Selamat membaca!
***
Singkat cerita. Samira keluar dari apartemen William dan William tidak protes sama sekali. Yah begitulah hebatnya kenyataan. Memporak-porandakan situasi dan mempermainkan salah satunya. Ironis.
Kini, Samira hanya bisa meringkuk di dalam kamarnya. Setibanya di rumah, ia belum melakukan apa-apa selain menangis dan mengomel tidak jelas.
“Gue udah suka sama lo dari dulu anjing. Gue sampai rela terlihat jadi cewek murahan. Nope, itu salah gue. Harusnya dari awal gue gak termakan sama muka doang.”
“Gak. Gue gak boleh sedih. Masih banyak yang harus gue lakuin. Persetan dengan percintaan karena gue gak butuh cinta. Harusnya dari dulu gue gak mikirin cowok dan gak perlu repot-repot caper.” Samira mengusap air matanya. Menguatkan diri, tetapi tidak berhasil.
“Tapi gue benaran sayang sama kak Will. Gue bahkan selalu kirimin kado ultah walaupun selalu dibuang. Gue sering kirim lukisan wajah dia tapi selalu dibuang. Gue juga pernah sering bawain makan siang ke kantor tapi gak pernah di makan, padahal isinya udang. Kak Will nya aja yang gak peka. Waktu dia kecelakaan gue 24 jam jagain dia tapi pas bangun malah cari orang lain. Gue kurang baik apa buat kak Will?” Samira kembali berderai air mata setelah mengucapkan perbuatan yang pernah membuatnya kecewa terhadap William.
“Gue gak pernah berkecil hati karena gue pikir kak Will gak punya cewek lain. Gue masih terus kasih perhatian, gue pikir setiap perlakuan dia karena gak tau aja itu dari gue. Gue rela jadi pemahat kayu biar bisa buat muka kak Will, yah walaupun hasilnya gak bagus-bagus amat tapi gue tetap kasih.” lagi-lagi tangisan Samira menjadi-jadi.

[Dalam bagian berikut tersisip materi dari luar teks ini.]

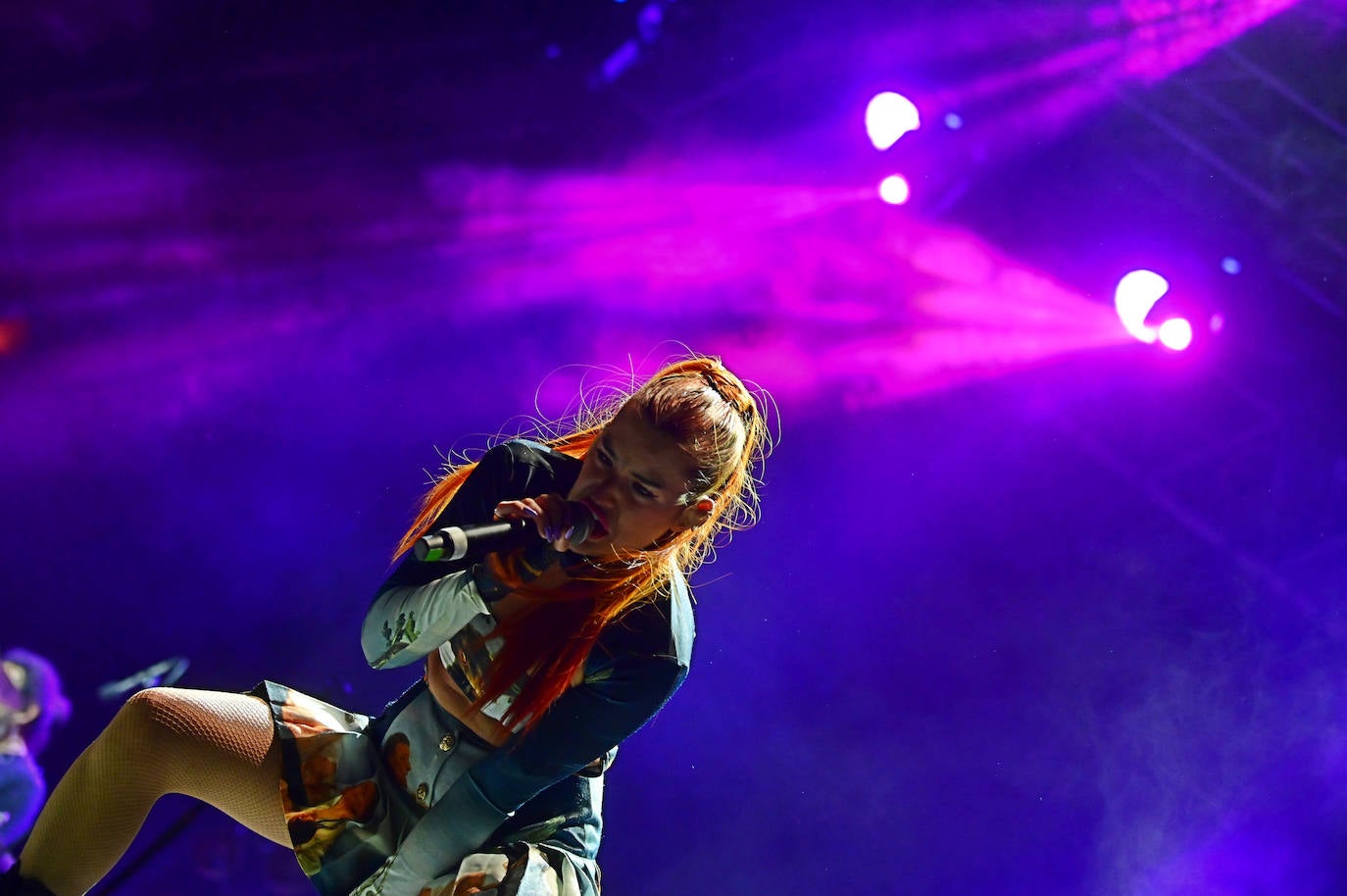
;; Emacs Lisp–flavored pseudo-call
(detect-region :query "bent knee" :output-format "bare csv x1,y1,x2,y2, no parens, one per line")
111,687,186,742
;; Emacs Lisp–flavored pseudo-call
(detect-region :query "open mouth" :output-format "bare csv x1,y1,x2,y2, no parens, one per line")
580,501,608,540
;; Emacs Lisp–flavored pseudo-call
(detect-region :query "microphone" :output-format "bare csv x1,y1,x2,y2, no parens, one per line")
412,501,597,564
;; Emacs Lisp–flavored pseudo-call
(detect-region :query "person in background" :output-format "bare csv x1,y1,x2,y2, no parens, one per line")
0,648,70,871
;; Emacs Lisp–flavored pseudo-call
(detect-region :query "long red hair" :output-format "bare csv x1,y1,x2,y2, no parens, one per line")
397,357,770,731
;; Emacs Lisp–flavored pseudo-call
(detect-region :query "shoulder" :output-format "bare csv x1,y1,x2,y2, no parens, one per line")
476,439,580,497
599,570,696,669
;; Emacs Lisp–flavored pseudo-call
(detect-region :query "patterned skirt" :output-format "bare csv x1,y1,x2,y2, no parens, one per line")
252,681,604,896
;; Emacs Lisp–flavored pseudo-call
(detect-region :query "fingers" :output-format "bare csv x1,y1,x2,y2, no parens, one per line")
496,494,573,551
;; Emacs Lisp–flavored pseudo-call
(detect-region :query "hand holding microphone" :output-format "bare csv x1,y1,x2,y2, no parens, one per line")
412,494,595,562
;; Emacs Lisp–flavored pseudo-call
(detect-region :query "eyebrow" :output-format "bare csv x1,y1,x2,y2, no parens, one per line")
598,432,664,490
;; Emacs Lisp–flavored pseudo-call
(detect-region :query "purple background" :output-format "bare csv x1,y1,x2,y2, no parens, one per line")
0,0,1347,896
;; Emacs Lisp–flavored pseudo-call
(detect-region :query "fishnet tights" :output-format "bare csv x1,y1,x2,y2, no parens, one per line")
21,687,289,896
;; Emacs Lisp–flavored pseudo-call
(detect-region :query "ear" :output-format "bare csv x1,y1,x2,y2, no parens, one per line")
677,494,716,529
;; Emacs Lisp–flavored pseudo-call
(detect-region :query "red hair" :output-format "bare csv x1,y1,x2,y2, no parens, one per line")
397,357,770,731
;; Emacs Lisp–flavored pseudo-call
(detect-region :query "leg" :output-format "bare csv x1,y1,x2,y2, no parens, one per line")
21,687,289,896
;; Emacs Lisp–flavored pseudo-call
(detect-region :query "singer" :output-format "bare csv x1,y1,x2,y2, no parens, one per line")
0,357,768,896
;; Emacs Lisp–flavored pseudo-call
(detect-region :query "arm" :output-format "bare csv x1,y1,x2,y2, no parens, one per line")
360,442,537,669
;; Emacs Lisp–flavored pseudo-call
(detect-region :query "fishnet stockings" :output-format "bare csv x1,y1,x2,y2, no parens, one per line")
21,687,289,896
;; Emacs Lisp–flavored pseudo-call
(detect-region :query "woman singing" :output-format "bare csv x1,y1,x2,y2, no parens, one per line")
0,357,767,896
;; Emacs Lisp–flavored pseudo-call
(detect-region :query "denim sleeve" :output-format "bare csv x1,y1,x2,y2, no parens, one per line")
379,656,687,896
360,442,539,669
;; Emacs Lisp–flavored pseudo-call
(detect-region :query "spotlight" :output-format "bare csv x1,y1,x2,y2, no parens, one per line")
1157,318,1192,352
1113,270,1192,352
879,174,912,205
865,90,922,150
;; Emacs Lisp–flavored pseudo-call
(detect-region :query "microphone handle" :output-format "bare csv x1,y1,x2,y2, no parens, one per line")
412,518,536,564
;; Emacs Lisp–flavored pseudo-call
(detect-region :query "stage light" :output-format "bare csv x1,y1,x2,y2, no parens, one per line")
1113,270,1170,342
879,174,912,205
865,90,922,150
1113,270,1201,352
1159,318,1192,352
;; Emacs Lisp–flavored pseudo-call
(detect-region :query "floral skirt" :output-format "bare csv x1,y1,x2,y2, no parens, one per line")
252,681,602,896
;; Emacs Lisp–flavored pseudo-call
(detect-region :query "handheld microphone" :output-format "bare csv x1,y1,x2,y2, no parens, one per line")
412,501,595,564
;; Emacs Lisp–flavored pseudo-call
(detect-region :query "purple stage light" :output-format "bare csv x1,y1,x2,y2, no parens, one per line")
865,90,922,150
1157,318,1192,352
879,174,912,205
1113,270,1169,343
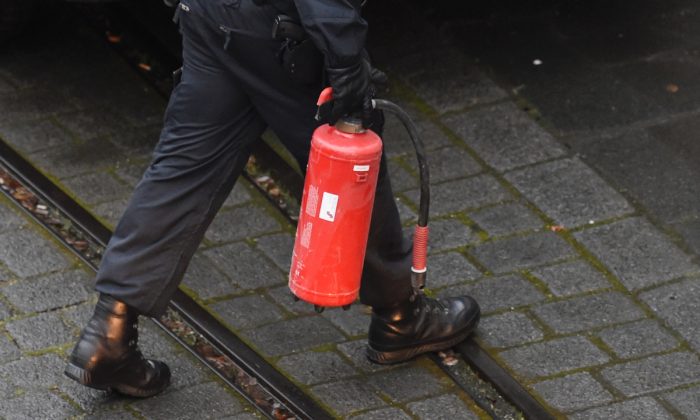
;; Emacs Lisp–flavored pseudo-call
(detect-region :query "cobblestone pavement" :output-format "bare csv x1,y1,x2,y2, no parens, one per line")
0,196,257,420
0,3,700,419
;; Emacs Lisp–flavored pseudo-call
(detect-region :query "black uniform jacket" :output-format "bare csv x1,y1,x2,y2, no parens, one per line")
181,0,367,68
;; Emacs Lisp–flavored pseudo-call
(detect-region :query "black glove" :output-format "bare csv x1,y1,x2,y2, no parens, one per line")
326,59,387,128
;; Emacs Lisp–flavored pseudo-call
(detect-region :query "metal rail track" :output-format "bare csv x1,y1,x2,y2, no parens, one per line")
0,140,333,419
6,5,554,420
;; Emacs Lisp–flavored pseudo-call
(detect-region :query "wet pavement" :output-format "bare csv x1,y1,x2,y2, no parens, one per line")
0,1,700,419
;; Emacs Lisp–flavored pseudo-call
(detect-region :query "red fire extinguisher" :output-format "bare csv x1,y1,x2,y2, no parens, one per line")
289,88,428,312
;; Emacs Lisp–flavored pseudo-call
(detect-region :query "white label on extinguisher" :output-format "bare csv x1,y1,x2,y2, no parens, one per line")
306,185,318,217
301,222,314,248
318,193,338,222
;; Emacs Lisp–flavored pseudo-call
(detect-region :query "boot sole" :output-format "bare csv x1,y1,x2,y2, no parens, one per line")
366,328,474,365
63,363,170,398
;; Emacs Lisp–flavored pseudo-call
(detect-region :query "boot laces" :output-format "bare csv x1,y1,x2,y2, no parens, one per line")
419,296,450,314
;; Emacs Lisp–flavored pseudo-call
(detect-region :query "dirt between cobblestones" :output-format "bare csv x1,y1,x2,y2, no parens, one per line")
0,1,700,419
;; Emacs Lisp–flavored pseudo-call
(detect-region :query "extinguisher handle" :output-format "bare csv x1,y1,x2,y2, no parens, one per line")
316,86,333,106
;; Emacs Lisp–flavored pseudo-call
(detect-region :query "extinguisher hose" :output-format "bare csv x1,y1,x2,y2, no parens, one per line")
372,99,430,291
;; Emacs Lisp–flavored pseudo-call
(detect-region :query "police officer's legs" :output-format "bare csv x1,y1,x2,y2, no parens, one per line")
219,23,479,363
66,11,264,397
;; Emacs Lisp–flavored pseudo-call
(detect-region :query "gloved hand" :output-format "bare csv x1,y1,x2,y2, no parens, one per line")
326,58,387,128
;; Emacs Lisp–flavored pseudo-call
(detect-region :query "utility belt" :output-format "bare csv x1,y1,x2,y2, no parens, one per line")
164,0,324,87
270,13,323,86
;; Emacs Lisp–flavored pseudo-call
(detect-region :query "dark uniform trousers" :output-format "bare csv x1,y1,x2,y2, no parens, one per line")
96,0,411,316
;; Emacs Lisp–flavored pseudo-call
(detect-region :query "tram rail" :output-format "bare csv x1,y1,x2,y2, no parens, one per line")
0,5,553,419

“Gue bahkan pengen donorin jantung sama nenek Rena kalau aja mama Anna gak tau. Karena gue gak bisa liat kak Will nangis. Gue sakit liat kak Will sedih. Sampai kak Will kecelakaan gue tetap ada buat dia. Gua gak pernah minta imbalan, cukup perhatian kak Will aja. Lirik gue dikit kek. Masa gue harus ngangkang dulu biar kak Will tertarik. Kan gue bukan pelacur.” Samira mulai kesal dengan hidupnya. Belum lagi ponselnya yang sejak tadi mengganggu.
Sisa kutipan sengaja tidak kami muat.